“I think we got a nice solid class,” Lubick told the media as the ink was drying on 19 new National Letters of Intent – players that will be counted on to help return CSU to the top of the Mountain West Conference.
“I heard some comments the other day,” Lubick continued, “Saying, ‘well, we don’t know how good CSU is doing’ (in recruiting.) I’ll tell you what, this is a pretty good class. We really didn’t go for a receiver this year (all nine of the Rams receivers from last season are returning). We got nine in-state kids, and I really feel good about that. We got a kicker (Durrell Chamorro) that had offers four Pac-10 offers.”
The incoming freshman that seemed to have Lubick the most excited is Linebacker Jake Pottorff from Greeley West High School.
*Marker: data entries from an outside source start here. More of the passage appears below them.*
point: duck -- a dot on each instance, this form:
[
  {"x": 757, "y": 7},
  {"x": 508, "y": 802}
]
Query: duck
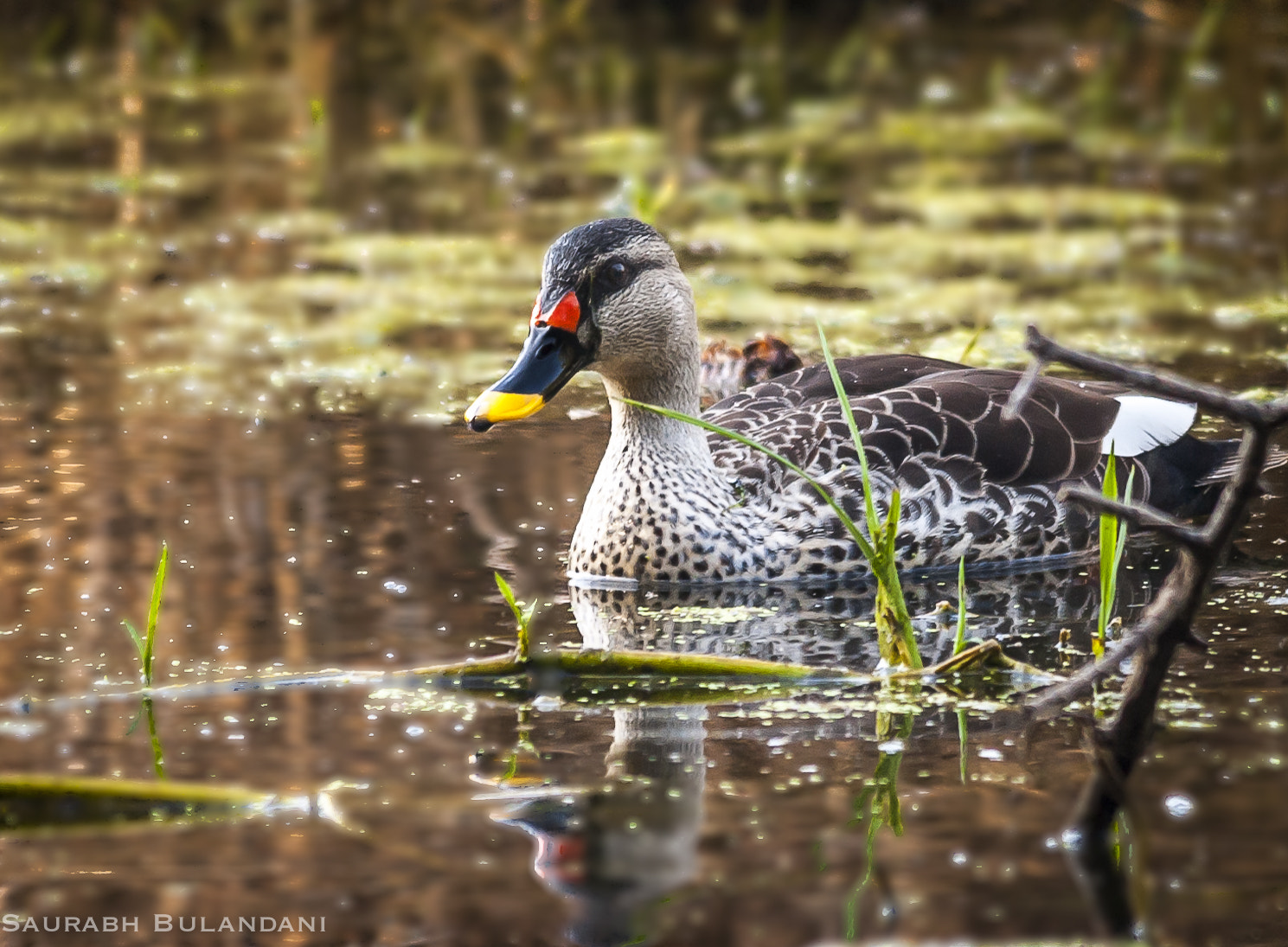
[
  {"x": 675, "y": 504},
  {"x": 728, "y": 368}
]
“Jake Pottorff is special,” Lubick said. Under normal circumstances, incoming freshman don’t play much at Colorado State. The 6’4” 235 pound Pottorff could be an exception. “A kid like Potorff could possibly be a guy who could play (right away).”
Last season, due largely to a rash of injuries, several freshman did play significant roles for the Rams. While he would prefer to hold them back, Lubick knows he may have to count on more than one of his new recruits early on.
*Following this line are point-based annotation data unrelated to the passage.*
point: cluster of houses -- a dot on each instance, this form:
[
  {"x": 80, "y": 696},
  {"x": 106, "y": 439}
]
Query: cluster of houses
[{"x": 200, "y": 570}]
“Last year we had six (freshman play), which is the most we have ever had,” Lubick recalled. “I know I’ve changed my opinion. I used to say for every freshman you’ve got playing, you can count one more loss on your schedule.
“We had six play last year, so because of that we were young. It’s going to be harder this year for a freshman to come in (and play) for the simple reason that we have, out of our top 50 players from last year, probably 44 of them coming back.”
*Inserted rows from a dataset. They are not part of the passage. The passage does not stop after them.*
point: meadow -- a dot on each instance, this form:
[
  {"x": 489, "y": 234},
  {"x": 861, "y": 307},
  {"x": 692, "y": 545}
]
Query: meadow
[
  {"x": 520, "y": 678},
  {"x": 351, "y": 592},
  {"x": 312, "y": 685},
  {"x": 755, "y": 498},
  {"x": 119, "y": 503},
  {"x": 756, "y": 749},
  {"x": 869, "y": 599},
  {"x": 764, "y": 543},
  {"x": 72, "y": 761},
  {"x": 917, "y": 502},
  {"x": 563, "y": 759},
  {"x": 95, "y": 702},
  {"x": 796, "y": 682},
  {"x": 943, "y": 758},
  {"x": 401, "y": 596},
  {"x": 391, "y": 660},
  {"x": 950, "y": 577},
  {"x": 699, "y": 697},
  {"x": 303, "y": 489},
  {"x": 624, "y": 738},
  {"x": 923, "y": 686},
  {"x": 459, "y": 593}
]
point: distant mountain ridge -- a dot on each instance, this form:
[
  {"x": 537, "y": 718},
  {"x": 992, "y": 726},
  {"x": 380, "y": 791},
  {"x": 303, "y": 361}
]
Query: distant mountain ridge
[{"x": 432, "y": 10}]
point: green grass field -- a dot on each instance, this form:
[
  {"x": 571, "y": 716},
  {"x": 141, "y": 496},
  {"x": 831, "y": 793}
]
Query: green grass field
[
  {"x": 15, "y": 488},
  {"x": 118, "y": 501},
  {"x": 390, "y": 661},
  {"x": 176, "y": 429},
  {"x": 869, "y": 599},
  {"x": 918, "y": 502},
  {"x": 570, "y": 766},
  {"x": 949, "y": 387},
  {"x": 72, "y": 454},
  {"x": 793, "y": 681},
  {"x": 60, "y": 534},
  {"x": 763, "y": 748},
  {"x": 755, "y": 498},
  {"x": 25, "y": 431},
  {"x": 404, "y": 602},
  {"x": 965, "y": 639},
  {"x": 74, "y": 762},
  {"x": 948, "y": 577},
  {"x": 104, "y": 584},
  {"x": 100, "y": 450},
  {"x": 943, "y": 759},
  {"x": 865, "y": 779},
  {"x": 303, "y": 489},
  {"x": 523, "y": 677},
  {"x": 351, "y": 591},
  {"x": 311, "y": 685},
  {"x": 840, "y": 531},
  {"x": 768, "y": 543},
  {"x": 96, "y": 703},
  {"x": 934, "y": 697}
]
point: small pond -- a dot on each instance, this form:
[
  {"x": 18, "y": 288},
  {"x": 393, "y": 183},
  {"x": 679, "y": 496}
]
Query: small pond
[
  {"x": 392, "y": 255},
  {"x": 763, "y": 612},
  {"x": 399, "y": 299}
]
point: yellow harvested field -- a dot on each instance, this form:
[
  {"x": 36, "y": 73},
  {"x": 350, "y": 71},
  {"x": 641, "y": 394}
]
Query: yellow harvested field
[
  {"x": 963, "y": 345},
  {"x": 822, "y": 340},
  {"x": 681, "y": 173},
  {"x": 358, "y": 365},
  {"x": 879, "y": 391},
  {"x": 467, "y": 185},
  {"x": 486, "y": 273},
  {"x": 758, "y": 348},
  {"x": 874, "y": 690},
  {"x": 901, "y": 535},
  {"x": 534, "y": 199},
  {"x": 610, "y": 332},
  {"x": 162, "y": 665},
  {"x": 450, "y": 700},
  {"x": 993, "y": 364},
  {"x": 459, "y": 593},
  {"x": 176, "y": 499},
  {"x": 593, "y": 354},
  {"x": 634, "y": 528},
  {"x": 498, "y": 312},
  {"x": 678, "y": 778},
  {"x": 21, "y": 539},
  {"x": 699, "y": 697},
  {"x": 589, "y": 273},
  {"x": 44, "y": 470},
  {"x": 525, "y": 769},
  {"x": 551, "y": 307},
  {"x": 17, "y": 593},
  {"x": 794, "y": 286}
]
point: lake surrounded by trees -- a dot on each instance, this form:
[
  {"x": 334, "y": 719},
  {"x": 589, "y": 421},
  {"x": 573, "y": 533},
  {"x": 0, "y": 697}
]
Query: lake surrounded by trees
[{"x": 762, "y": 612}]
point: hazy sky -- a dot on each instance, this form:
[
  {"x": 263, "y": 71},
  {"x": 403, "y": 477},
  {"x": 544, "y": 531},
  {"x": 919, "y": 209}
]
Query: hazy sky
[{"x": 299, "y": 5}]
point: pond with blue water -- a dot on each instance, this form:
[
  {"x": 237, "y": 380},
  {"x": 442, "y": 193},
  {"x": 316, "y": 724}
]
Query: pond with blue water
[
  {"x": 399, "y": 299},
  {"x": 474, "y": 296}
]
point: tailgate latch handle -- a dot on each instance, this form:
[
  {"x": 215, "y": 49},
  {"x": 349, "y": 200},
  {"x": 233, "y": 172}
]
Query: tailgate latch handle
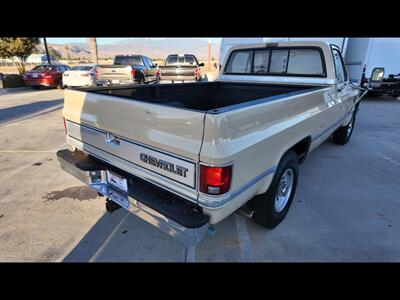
[{"x": 111, "y": 139}]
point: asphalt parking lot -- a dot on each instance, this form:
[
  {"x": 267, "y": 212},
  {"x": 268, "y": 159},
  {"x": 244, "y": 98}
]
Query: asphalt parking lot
[{"x": 347, "y": 205}]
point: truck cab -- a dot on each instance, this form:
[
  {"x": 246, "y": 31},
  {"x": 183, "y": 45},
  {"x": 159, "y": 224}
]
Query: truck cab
[{"x": 184, "y": 157}]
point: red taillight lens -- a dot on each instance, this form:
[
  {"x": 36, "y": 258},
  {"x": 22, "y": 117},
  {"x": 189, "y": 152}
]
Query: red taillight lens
[
  {"x": 215, "y": 180},
  {"x": 65, "y": 126},
  {"x": 47, "y": 75}
]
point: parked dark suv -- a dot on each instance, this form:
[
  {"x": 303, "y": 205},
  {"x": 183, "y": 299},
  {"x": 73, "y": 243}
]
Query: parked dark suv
[{"x": 128, "y": 69}]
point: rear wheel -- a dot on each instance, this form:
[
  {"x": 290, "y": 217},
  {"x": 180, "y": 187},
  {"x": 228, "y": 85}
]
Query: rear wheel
[
  {"x": 271, "y": 207},
  {"x": 342, "y": 135}
]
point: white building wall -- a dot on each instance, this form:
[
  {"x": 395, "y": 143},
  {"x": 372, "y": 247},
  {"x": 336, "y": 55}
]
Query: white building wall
[
  {"x": 372, "y": 52},
  {"x": 226, "y": 43}
]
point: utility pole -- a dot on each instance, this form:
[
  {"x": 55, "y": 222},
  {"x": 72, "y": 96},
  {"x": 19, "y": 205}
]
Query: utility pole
[
  {"x": 47, "y": 51},
  {"x": 209, "y": 55},
  {"x": 93, "y": 49}
]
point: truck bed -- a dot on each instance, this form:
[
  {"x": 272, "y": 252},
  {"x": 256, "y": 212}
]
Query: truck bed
[{"x": 203, "y": 96}]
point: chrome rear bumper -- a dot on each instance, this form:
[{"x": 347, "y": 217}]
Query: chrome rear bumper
[{"x": 176, "y": 217}]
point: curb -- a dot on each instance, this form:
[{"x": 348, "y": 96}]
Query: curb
[{"x": 10, "y": 90}]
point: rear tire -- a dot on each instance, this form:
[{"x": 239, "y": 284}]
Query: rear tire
[
  {"x": 271, "y": 207},
  {"x": 342, "y": 135},
  {"x": 60, "y": 86}
]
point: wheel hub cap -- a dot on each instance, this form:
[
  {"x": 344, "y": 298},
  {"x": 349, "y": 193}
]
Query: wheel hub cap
[{"x": 284, "y": 190}]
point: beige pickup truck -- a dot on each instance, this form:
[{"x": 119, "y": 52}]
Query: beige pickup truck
[{"x": 184, "y": 157}]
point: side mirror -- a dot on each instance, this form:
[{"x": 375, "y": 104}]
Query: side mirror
[{"x": 377, "y": 77}]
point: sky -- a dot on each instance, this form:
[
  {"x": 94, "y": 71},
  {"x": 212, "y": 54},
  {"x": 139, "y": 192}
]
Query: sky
[{"x": 105, "y": 41}]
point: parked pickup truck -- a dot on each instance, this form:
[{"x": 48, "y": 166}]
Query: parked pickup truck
[
  {"x": 128, "y": 69},
  {"x": 181, "y": 67},
  {"x": 184, "y": 157}
]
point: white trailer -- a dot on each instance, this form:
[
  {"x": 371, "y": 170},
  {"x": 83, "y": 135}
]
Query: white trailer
[
  {"x": 357, "y": 52},
  {"x": 371, "y": 53}
]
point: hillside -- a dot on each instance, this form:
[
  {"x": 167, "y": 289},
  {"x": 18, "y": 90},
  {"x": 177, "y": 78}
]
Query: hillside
[{"x": 150, "y": 47}]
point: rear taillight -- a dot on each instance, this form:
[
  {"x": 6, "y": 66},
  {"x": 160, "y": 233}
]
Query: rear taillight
[
  {"x": 215, "y": 180},
  {"x": 65, "y": 125}
]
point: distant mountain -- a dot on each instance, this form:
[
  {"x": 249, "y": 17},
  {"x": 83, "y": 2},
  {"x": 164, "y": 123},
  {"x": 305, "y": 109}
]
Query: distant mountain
[{"x": 146, "y": 46}]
Three other Colorado products, defensive standouts Shawn McGovern (Arvada High School), Wade Landers (Durango High School) and Brian Abata (Thomas Jefferson) also have Lubick excited.
“I think all three of those guys are going to grow into being something really fine here.”
The lone quarterback recruit is Ponderosa High School product Grant Strucker, “a tough kid,” Lubick said. “We’ve had him in camp for two years, and we had our sites set on him two years ago.”
Three transfers will be counted on right away. Linebacker Jon Radford from Tulsa signed in December (after leading Northeastern Oklahoma A&M in tackles) and will participate in spring practice with a chance at significant playing time this fall. Defensive back Joey Rucks, a late addition to the class out of West Los Angeles Junior College, will be counted on to bolster the secondary.
A third transfer is former UCLA defensive back Nnamdi Ohaeri, who played two years in the Bruins secondary before sitting out last season as he prepared to transfer. Ohaeri, after a stellar high school career as a running back, was looking to return to offense, and several schools, including Auburn, Pitt, Syracuse and Northwestern, were also offering that chance. Ohaeri chose CSU.
“He’s going to give us a shot in the arm at running back,” Lubick said, “He could be something special.”
The Rams did better on the home front, but did not sign as many Californians as they have in the past few years. One reason could be the departure of Lubick’s son Matt, the former CSU receivers coach and recruiting coordinator who left to take a similar post at Mississippi in the middle of recruiting season. The younger Lubick’s main recruiting focus was southern California.
“I don’t think so,” said Sonny Lubick when asked if his son’s departure had hampered efforts in the Golden State. “We got about three or four players out of his area, Nnamdi being one, and a kid who was an All-American wrestling and playing football in Adrian Martinez (San Clemente High School).
“I think we put a little more focus on in-state,” the coach continued. “We got eight last year, nine this year. I guess if I had my druthers, if we could have 45-50 scholarship players from in-state over a five year period, I think that would build us a great solid nucleus.
“I think we put a little more focus on recruiting in-state,” Lubick noted. “Last year we took eight out of about 18 (signees.) This year, we got nine out of (19).”
Can CSU make noise in the Mountain West Conference by focusing on in-state recruits?
“We definitely can, I know that,” Lubick stated. “Every year since I’ve been in this, there are about 30 Division I players going out of this state. You might think that there are about 10 that are supposedly (big time players), then there’s the next 10, and they’re pretty close, so if we can get in on those top 20 players and get those, if we could get every kid in the state that we wanted, we could be a great football team.”